- Wildfires cause social, economic and environmental detriment and require urgent, collaborative action.
- Artificial intelligence algorithms, combined with end-to-end fire management systems, are powerful tools for combating wildfires.
- Wildfires are a worldwide problem requiring global collaboration to successfully manage and minimise the risk of occurrence.
The threat of wildfires has never been greater than it is today. In recent years, countries around the world – from the US, Argentina and Brazil to Italy, Greece and Australia – have been gravely affected by wildfires. This has resulted in many human and animal deaths, as well as the loss of millions of hectares of forests. And wildfire risks continue to grow – a recent UN Environment Programme report warns that the number of wildfires will rise by 50% by 2100 and governments are not prepared.
This topic has caught the attention of scientists and organisations in the field of artificial intelligence (AI), however, who believe it offers promising applications to pre-, intra- and post-wildfire events. Indeed, the chart below shows the number of research articles on the intersection of AI and wildfires has increased drastically in recent years.
Using AI in wildfire prevention
We need relevant data and better, more integrated algorithms for an intelligent end-to-end system to fight wildfires. The escalating number of wildfires worldwide renders it necessary to develop such innovative solutions and novel technologies.
Wildfire disaster management requires solutions [see p.36 Fireball.International (now exci)] for fire prevention, forecast and detection, risk and response management. It is a highly time-sensitive process that necessitates on-the-spot decisions and communication of information at a rapid pace. Digitizing fire data to leverage the power of AI technologies becomes an imperative step, therefore.
It is not a new idea to use AI algorithms for tackling problems like forecasting fire behavior, but there is a need for a more systematic and interconnected approach. This should bring together all the relevant data and better, integrated algorithms for an intelligent end-to-end system.
— Sarkar, Altiok & Soyler
In addition to historic fire data, we now have access to various high-resolution, big data sources such as digital maps, satellite images, real-time weather data, sensor networks and data from social network posts. Computer vision models enable land cover classification and smoke detection from satellite and ground cameras.
When linked with the internet of things (IoT) sensor data and terrain maps, these sources allow us to better fire detection and fire spread algorithms. Advanced natural language processing algorithms can also be used to process social network data instantaneously to classify fire sightings or fire conditions. A possible new technology is automated air and land devices that harness the power of novel reinforcement learning algorithms.
All of these systems and algorithms need to be integrated to build a smart framework: a dynamic wildfire risk map with an interactive fire spread simulation and a dynamic decision support system for disaster response and resource allocation.
Fighting wildfires together
With this in mind, the World Economic Forum’s FireAId Project leverages AI to develop a dynamic risk map, optimised resource allocation and response proposal for wildfires. To do this, the World Economic Forum is building a multi-stakeholder community consisting of experts from diverse disciplines across the world to foster technological collaboration and exchange of scientific knowledge in fire management and research.
Existing fire-fighting systems would most certainly struggle to keep up with the increased number of fires. This global fire management collaboration will boost collaboration among actors and coordinate individual actions to develop globally scalable fire management support systems.

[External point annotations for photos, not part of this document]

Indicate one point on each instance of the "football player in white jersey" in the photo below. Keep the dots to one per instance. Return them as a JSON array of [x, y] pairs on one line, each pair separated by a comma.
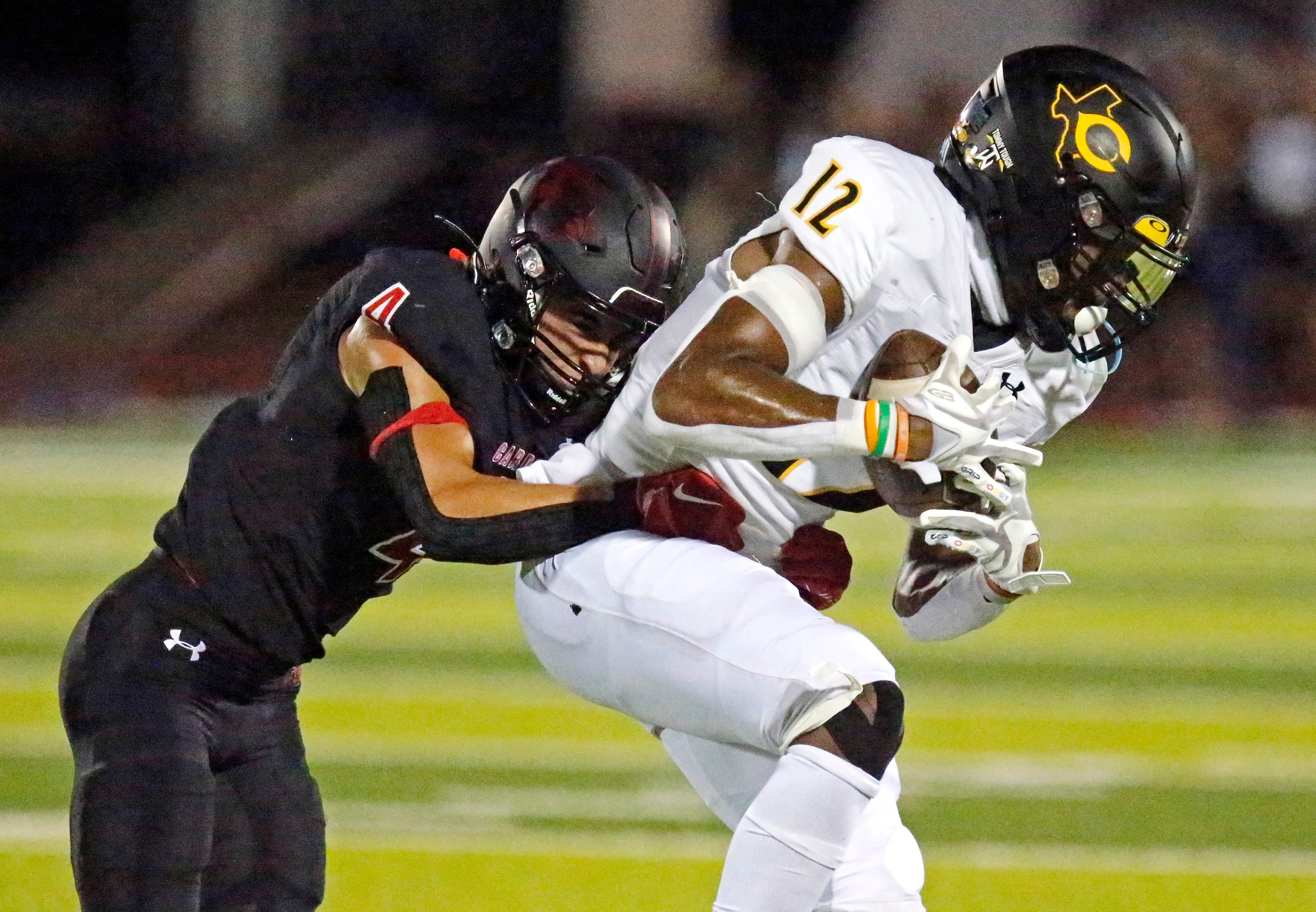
[[1048, 231]]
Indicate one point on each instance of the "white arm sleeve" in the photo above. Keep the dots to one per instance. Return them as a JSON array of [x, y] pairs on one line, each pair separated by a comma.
[[845, 436], [965, 603]]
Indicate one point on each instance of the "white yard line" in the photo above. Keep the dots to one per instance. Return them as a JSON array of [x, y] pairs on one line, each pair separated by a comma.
[[1115, 860]]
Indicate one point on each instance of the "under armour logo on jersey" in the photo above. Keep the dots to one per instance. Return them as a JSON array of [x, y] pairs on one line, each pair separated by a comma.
[[382, 307], [174, 642]]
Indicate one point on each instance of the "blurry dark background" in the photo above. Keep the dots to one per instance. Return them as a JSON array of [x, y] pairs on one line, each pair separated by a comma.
[[179, 181]]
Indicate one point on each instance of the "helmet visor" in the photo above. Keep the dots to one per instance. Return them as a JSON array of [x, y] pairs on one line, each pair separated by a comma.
[[1128, 271]]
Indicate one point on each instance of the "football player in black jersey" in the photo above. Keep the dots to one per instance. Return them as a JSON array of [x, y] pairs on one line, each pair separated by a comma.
[[391, 431]]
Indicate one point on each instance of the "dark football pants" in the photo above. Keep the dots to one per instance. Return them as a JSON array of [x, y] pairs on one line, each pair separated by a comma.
[[186, 803]]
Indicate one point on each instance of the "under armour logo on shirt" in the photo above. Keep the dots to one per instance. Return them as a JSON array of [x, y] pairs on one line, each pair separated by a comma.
[[174, 642], [510, 456]]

What are the three enablers for success?
We have identified 3 key tools [see p.36/Fireball.International’s (now exci) advanced AI models analyse satellite and camera data] needed to tackle the challenges and facilitate successful solutions in this area:
When it comes to AI, the accuracy of fire behavior models is directly related to the input data. Detailed, high-resolution and accurate data sources play a significant role in the success of the projects.
While stakeholders such as government directorates usually provide historical, meteorology, vegetation, and human population data, it is necessary to integrate other sources like NASA, Google Earth Engine, NCAR. When working on a data-oriented solution that requires combining different data types with different resolutions and sources, the main issues faced are:
- Gathering higher resolution and up to date data
- Digitization and standardization of data
- Developing data collection standards
- Data connectivity
There is increasing progress in developing wildfire modeling algorithms and the next generation of algorithms will be available as we acquire more accurate and higher resolution data. This will include specialised algorithms for night vision during a fire, for instance.
3. Knowledge share
Given the current wildfire threat level, it is crucial to aim for a decentralised approach. This means global open-source data repositories and fire models with contributions from users all over the world.
Global action needed
A global problem like wildfires requires global collaboration among all stakeholders to learn from each other and effectively manage and mitigate the risk of wildfires to human health and livelihoods, biodiversity, and the global climate. It is also vital to include wildfires in the same category as catastrophic earthquakes and floods in terms of global humanitarian response.
Although no single country has yet solved or developed the ideal approach to this problem, many are making progress in various aspects of wildfire risk management. The UNEP Rapid Response Assessment also calls for diverse collaboration among international and regional organisations, national and sub-national governments, as well as fire knowledge and fire management organisations.
Since fires do not respect national borders, a globally coordinated and anticipatory approach is required to fight them.